Broken artefacts and bottles
scattered beads
excavated
as broken promises
repeating fractals
material culture
can’t bring back my face
though you keep looking
(‘Artefacts’, 16)
Magdalena Ball gives us a fractured world, a world filled with shards of our former selves and a sense of disintegration (just barely recognisable as coming from our consciousness):
How will I
with all my limitations
deep in samsara
crawling on broken knees
find you?
Is the connection between us
me in this life
you in another
so tenuous
untethered by those bonds
we once thought permanent?
(‘Past Life’, 23)
These poems are a bleak recognition of grief and loss,
A perfect reminder
I didn’t need
of failed bargains
and broken promises.
(Irrational Heart’, 49)
For the first two sections (of the seven in the book), there is almost no colour, no sense imagery – mainly mathematical images, often of fractals repeating themselves over and over in an endless rendition of the poet’s grief and the unwillingness of that grief and loss to change shape:
inside fires burn
the bed might be inviting
but I force
myself further
into the great chaos
(‘Rough Ride’, 41)
Halfway through the collection, colours begin to appear: dawn colours for the first time ‘pink, blue, grey lights reflecting in/ winter emptiness’ (‘Walking into Eternity’, 62), the red of Mars (66), or ‘ … early spring/ just before dusk/ light fading to soft green’ (68).

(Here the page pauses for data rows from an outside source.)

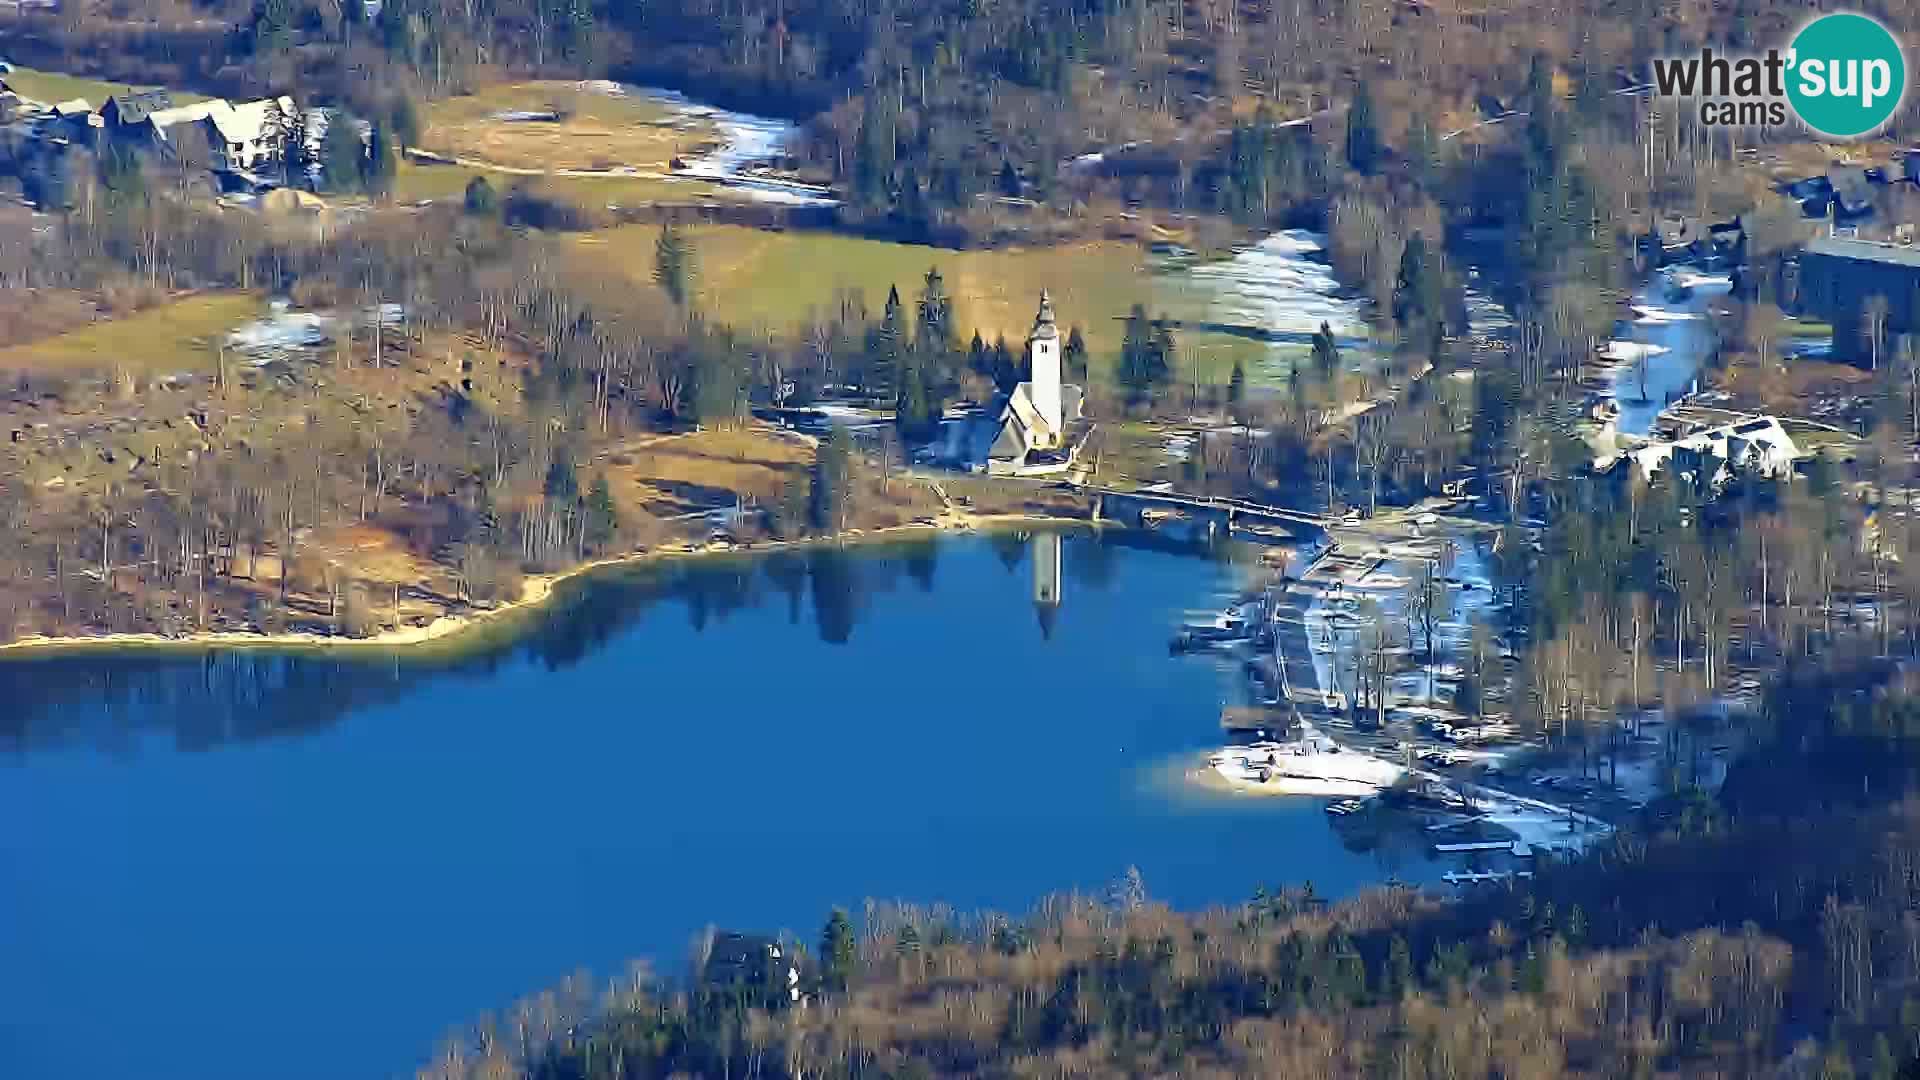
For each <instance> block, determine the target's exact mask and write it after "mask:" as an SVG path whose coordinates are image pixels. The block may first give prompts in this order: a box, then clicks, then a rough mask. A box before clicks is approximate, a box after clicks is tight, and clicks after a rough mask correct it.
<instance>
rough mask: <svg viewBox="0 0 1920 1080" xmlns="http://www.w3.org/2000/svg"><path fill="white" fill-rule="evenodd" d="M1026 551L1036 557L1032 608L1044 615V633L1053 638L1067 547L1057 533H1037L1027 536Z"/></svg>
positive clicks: (1056, 615)
mask: <svg viewBox="0 0 1920 1080" xmlns="http://www.w3.org/2000/svg"><path fill="white" fill-rule="evenodd" d="M1027 553H1029V555H1031V557H1033V611H1035V615H1039V617H1041V636H1043V638H1046V640H1052V636H1054V623H1056V621H1058V619H1060V600H1062V596H1060V567H1062V563H1064V561H1066V550H1064V548H1062V544H1060V534H1058V532H1035V534H1031V536H1027Z"/></svg>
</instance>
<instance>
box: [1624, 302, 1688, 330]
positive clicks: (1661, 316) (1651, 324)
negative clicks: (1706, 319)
mask: <svg viewBox="0 0 1920 1080" xmlns="http://www.w3.org/2000/svg"><path fill="white" fill-rule="evenodd" d="M1628 307H1632V309H1634V315H1636V319H1634V321H1636V323H1640V325H1642V327H1663V325H1667V323H1693V321H1699V311H1672V309H1668V307H1653V306H1651V304H1630V306H1628Z"/></svg>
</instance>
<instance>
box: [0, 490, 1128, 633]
mask: <svg viewBox="0 0 1920 1080" xmlns="http://www.w3.org/2000/svg"><path fill="white" fill-rule="evenodd" d="M1037 525H1052V527H1092V528H1098V523H1094V521H1089V519H1079V517H1054V515H1044V513H989V515H956V517H941V519H939V521H937V523H933V525H887V527H883V528H866V530H862V528H854V530H849V532H843V534H839V536H808V538H804V540H766V542H758V544H755V546H751V548H741V546H733V548H691V546H668V548H651V550H645V552H628V553H624V555H611V557H603V559H591V561H588V563H580V565H578V567H568V569H564V571H557V573H549V575H526V578H524V580H522V584H520V596H518V598H516V600H509V601H507V603H501V605H495V607H486V609H468V611H463V613H459V615H440V617H436V619H434V621H432V623H424V625H420V626H399V628H394V630H382V632H378V634H372V636H367V638H348V636H340V634H311V632H298V634H253V632H246V630H211V632H202V634H186V636H179V638H167V636H163V634H98V636H84V638H75V636H65V638H46V636H29V638H21V640H17V642H6V644H0V661H12V659H21V657H33V655H36V653H67V651H96V650H177V651H202V650H221V648H242V650H348V651H378V650H392V651H403V650H409V648H417V646H428V644H445V642H451V640H457V638H463V636H467V634H472V632H478V630H482V628H488V626H492V625H495V623H503V621H507V619H509V617H515V615H530V613H534V611H538V609H540V607H541V605H545V603H547V601H551V600H553V592H555V590H557V588H559V586H563V584H566V582H570V580H574V578H584V577H589V575H595V573H603V571H616V569H628V567H641V565H647V563H657V561H668V559H695V557H707V555H749V557H751V555H758V553H762V552H783V550H803V548H824V546H828V544H837V546H843V548H845V546H860V544H874V542H879V540H897V538H904V536H912V534H916V532H924V534H927V536H939V534H945V532H995V530H1006V528H1020V527H1037Z"/></svg>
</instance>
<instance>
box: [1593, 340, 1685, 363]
mask: <svg viewBox="0 0 1920 1080" xmlns="http://www.w3.org/2000/svg"><path fill="white" fill-rule="evenodd" d="M1665 352H1672V350H1668V348H1667V346H1655V344H1645V342H1622V340H1619V338H1615V340H1611V342H1607V344H1603V346H1599V357H1601V359H1611V361H1617V363H1632V361H1636V359H1645V357H1649V356H1661V354H1665Z"/></svg>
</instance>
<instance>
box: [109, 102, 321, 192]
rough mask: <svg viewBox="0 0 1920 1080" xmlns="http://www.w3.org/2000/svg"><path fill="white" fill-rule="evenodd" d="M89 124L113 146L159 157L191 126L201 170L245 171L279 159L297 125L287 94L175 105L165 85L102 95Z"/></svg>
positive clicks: (297, 126) (260, 166) (178, 140)
mask: <svg viewBox="0 0 1920 1080" xmlns="http://www.w3.org/2000/svg"><path fill="white" fill-rule="evenodd" d="M94 127H96V129H100V131H102V133H104V135H106V138H108V140H111V142H115V144H119V146H127V148H131V150H136V152H142V154H157V156H161V158H175V156H177V154H179V152H180V142H182V133H186V131H192V133H196V135H198V136H200V138H202V140H204V144H205V148H207V161H204V165H205V167H207V169H213V171H223V173H250V171H253V169H269V167H273V165H278V163H280V160H282V156H284V154H286V144H288V138H292V136H294V133H298V129H300V111H298V110H296V108H294V100H292V98H288V96H278V98H261V100H255V102H240V104H234V102H227V100H221V98H209V100H205V102H192V104H186V106H175V104H173V96H171V94H167V92H165V90H140V92H127V94H113V96H111V98H108V102H106V104H104V106H100V113H98V115H96V117H94Z"/></svg>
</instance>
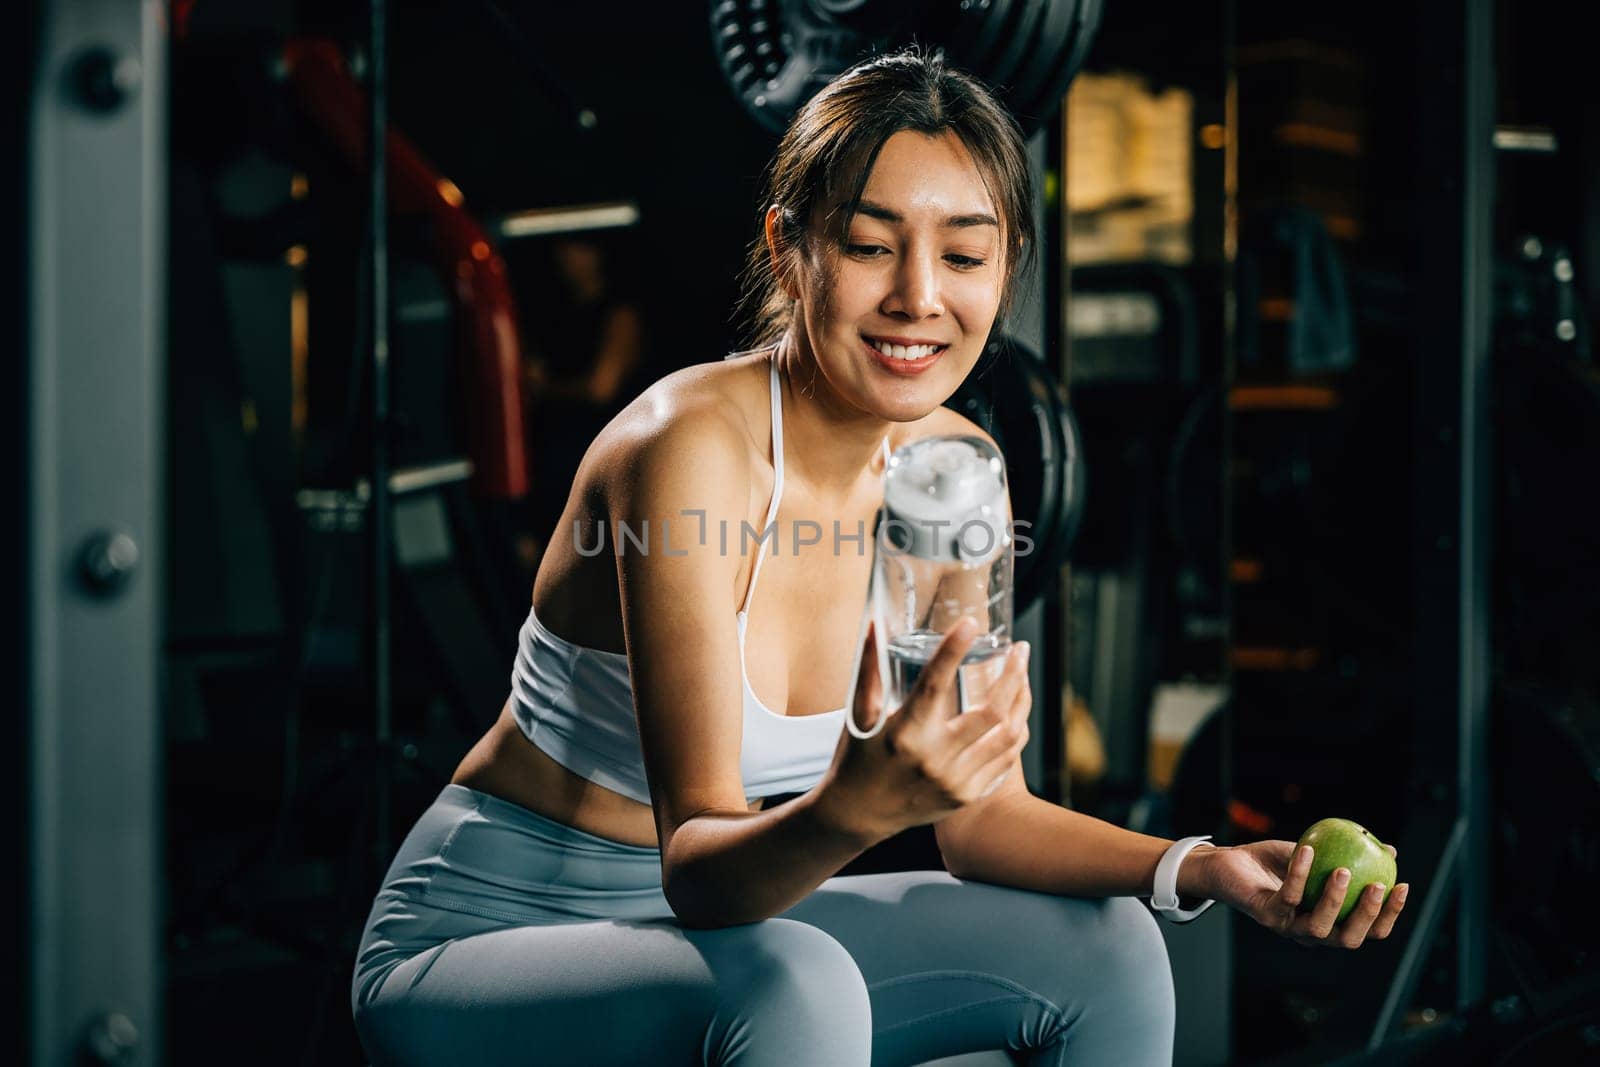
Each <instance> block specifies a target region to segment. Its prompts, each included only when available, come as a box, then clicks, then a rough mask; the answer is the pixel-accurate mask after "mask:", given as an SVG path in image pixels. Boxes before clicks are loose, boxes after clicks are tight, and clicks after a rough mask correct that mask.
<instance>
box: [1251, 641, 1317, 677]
mask: <svg viewBox="0 0 1600 1067" xmlns="http://www.w3.org/2000/svg"><path fill="white" fill-rule="evenodd" d="M1229 657H1230V661H1232V664H1234V670H1262V672H1285V670H1312V669H1315V667H1317V665H1318V664H1320V662H1322V649H1320V648H1272V646H1266V645H1235V646H1234V651H1232V653H1230V656H1229Z"/></svg>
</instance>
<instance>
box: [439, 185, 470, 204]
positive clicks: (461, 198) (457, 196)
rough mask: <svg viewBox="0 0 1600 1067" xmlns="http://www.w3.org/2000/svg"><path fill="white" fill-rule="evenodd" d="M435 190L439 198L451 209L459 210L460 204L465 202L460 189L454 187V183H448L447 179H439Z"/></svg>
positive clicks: (464, 197)
mask: <svg viewBox="0 0 1600 1067" xmlns="http://www.w3.org/2000/svg"><path fill="white" fill-rule="evenodd" d="M437 189H438V195H440V198H442V200H443V202H445V203H448V205H450V206H451V208H459V206H461V205H462V203H466V202H467V198H466V197H462V195H461V189H458V187H456V182H453V181H450V179H448V178H440V179H438V186H437Z"/></svg>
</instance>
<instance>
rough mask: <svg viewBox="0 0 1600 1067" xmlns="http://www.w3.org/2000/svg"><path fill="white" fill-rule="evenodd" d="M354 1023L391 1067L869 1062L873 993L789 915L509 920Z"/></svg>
mask: <svg viewBox="0 0 1600 1067" xmlns="http://www.w3.org/2000/svg"><path fill="white" fill-rule="evenodd" d="M355 1024H357V1029H358V1032H360V1035H362V1043H363V1046H365V1049H366V1053H368V1056H370V1057H371V1059H373V1062H374V1064H379V1065H381V1067H392V1065H410V1064H419V1065H422V1064H427V1065H434V1064H474V1067H498V1065H501V1064H504V1065H510V1064H552V1065H555V1064H584V1065H589V1064H594V1065H597V1067H598V1065H605V1064H629V1065H632V1064H690V1065H698V1064H738V1065H741V1067H766V1065H784V1067H790V1065H795V1067H798V1065H805V1064H813V1065H816V1067H822V1065H827V1067H835V1065H837V1067H851V1065H854V1067H866V1064H867V1062H869V1057H870V1048H872V1033H870V1009H869V1001H867V990H866V985H864V982H862V979H861V974H859V971H858V969H856V966H854V961H853V960H851V958H850V955H848V953H846V952H845V949H843V947H840V945H838V942H835V941H834V939H832V937H829V936H827V934H826V933H822V931H821V929H818V928H813V926H808V925H802V923H794V921H789V920H782V918H773V920H766V921H763V923H750V925H744V926H728V928H722V929H685V928H682V926H678V925H675V923H672V921H669V920H662V921H621V920H618V921H606V920H600V921H582V923H557V925H544V926H501V928H494V929H488V931H485V933H477V934H470V936H466V937H454V939H450V941H445V942H443V944H437V945H434V947H430V949H426V950H422V952H418V953H416V955H411V957H408V958H406V960H405V961H402V963H398V965H397V966H394V968H392V969H390V971H389V973H387V974H386V976H384V977H382V981H381V984H376V987H374V989H373V990H371V992H370V995H368V997H366V998H365V1001H363V1003H358V1005H357V1011H355Z"/></svg>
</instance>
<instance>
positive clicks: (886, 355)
mask: <svg viewBox="0 0 1600 1067" xmlns="http://www.w3.org/2000/svg"><path fill="white" fill-rule="evenodd" d="M867 344H870V346H872V347H874V349H877V350H878V352H882V354H883V355H886V357H890V358H894V360H920V358H922V357H925V355H933V354H934V352H938V350H939V349H942V347H944V346H942V344H910V346H907V344H888V342H886V341H869V342H867Z"/></svg>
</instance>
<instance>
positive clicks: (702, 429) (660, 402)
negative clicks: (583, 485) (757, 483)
mask: <svg viewBox="0 0 1600 1067" xmlns="http://www.w3.org/2000/svg"><path fill="white" fill-rule="evenodd" d="M765 368H766V360H765V358H760V357H738V358H731V360H718V362H712V363H694V365H691V366H685V368H682V370H677V371H672V373H670V374H666V376H664V378H661V379H658V381H656V382H653V384H651V386H650V387H648V389H645V390H643V392H642V394H640V395H638V397H635V398H634V402H632V403H629V405H627V406H626V408H624V410H622V411H621V413H619V414H618V416H616V418H614V419H611V422H610V424H608V426H606V427H605V430H602V432H600V435H598V437H597V438H595V442H594V445H592V446H590V450H589V456H586V458H584V464H586V466H592V477H594V478H595V480H597V482H598V483H600V485H605V486H606V488H608V490H611V491H616V490H622V488H626V486H629V485H634V483H635V480H637V477H638V475H640V474H645V472H646V470H658V472H661V470H670V469H674V467H677V466H685V467H690V469H685V470H683V472H682V475H683V477H685V478H686V480H694V482H698V480H702V478H704V477H728V475H730V474H742V477H741V478H739V480H741V482H744V480H747V478H749V475H750V472H752V470H750V469H752V466H754V461H755V456H757V454H758V450H757V448H755V442H757V437H758V434H765V418H766V411H765V400H766V395H765ZM758 421H760V422H762V426H760V427H757V426H755V422H758ZM608 494H610V493H608ZM613 499H614V498H613Z"/></svg>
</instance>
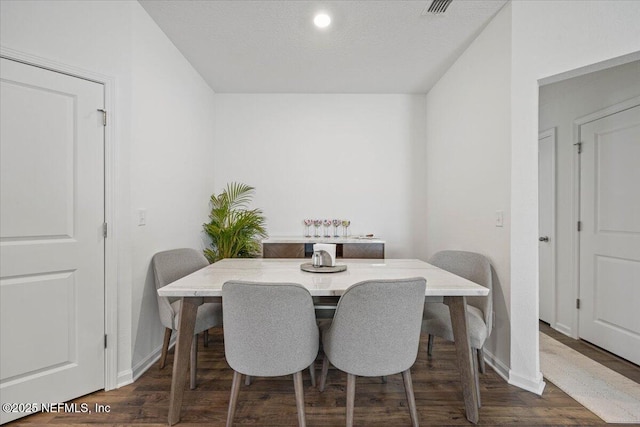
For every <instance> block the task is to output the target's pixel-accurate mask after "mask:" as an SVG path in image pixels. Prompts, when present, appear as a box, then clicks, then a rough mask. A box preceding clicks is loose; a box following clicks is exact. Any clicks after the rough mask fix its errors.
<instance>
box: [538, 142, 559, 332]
mask: <svg viewBox="0 0 640 427" xmlns="http://www.w3.org/2000/svg"><path fill="white" fill-rule="evenodd" d="M555 151H556V133H555V129H550V130H548V131H545V132H542V133H540V135H539V136H538V210H539V212H538V234H539V236H540V238H542V239H543V240H542V241H539V242H538V260H539V292H540V306H539V318H540V320H543V321H545V322H547V323H549V324H550V325H551V326H554V324H555V289H556V283H555V244H556V243H555V238H556V236H555V213H556V212H555V210H556V208H555V173H556V170H555V168H556V165H555ZM545 239H546V240H545Z"/></svg>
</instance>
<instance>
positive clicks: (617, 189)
mask: <svg viewBox="0 0 640 427" xmlns="http://www.w3.org/2000/svg"><path fill="white" fill-rule="evenodd" d="M580 136H581V140H582V154H581V156H582V157H581V171H580V187H581V192H580V219H581V221H582V224H583V229H582V231H581V232H580V299H581V302H582V306H581V309H580V311H579V316H580V331H579V335H580V337H581V338H583V339H585V340H587V341H590V342H592V343H594V344H596V345H598V346H601V347H603V348H605V349H607V350H609V351H611V352H613V353H615V354H618V355H620V356H621V357H624V358H625V359H628V360H630V361H632V362H634V363H636V364H640V316H638V304H639V303H640V191H639V189H638V185H639V183H640V167H639V166H638V165H639V164H640V106H636V107H633V108H630V109H627V110H624V111H621V112H619V113H616V114H613V115H610V116H607V117H604V118H601V119H598V120H595V121H593V122H590V123H587V124H583V125H581V126H580Z"/></svg>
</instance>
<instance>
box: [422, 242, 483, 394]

The poet – suddenly, it seems – notices the world of the senses:
You’ll tell me I’m Garlic, the good girl
heady with the pleasure of service
(‘Shallots and Garlic’, 70)
and, on the next page,
the sweet acid tang
of absence and
wanting more.
(‘Silence; the coffee cup, the table’, 71)
But this seems almost against the poet’s will, this return to the living. ‘Most of Everything Is Nothing’ (74) begins with
I wrote a list in blood
taking my time eking out the fantasy
but ends with
nothing has changed not even me
a conduit of buzzing atoms
moving my kinetic heat
as I grasp an unwieldy red crayon
with the stubby fingers of a child
and begin to bleed.
The section ‘Robin’s Eye’ uses images from all the senses and – while still talking about grief and loss – does so in terms that reflect on the living world. Granted, the poet says, ‘Colour is a private sensation / anyway, like fear’, but in spite of herself she begins to come back
into this new space, charged by
discomfort
every day, it’s like a new start
into an old wound. (‘Old Wounds’, 99)
Throughout the collection, the poet shifts between speaking in an everyday vocabulary and in a mathematics / physics register. This is elegantly handled in a way that keeps both in play. Vivid descriptions of a concrete world still keep the mathematics alive above it, rather like a descant, because we don’t go far without some reference to the patterns and forces that shape this same world.
Various poems are tributes to other poets, either in that they are redactions of or they are built on quotes from Emily Dickinson, Frida Kahlo, Edna St. Vincent Millay, Elizabeth Bishop and Adrienne Rich. These are placed effectively – in particular, the first three poems of the book acknowledge three earlier poets before launching, appropriately, into ‘Artefacts’.
I found this collection a bit difficult to get into – but it was worth the effort, making the vividly signposted journey from abstraction back into a three-dimensional world.
Mary Cresswell is from Los Angeles and lives on New Zealand’s Kapiti Coast. She is a retired science editor and volunteers at a nature reserve and at a women’s centre. Her new book, Field Notes (a satirical miscellany) is due from Makaro Press, Wellington, in mid-2017.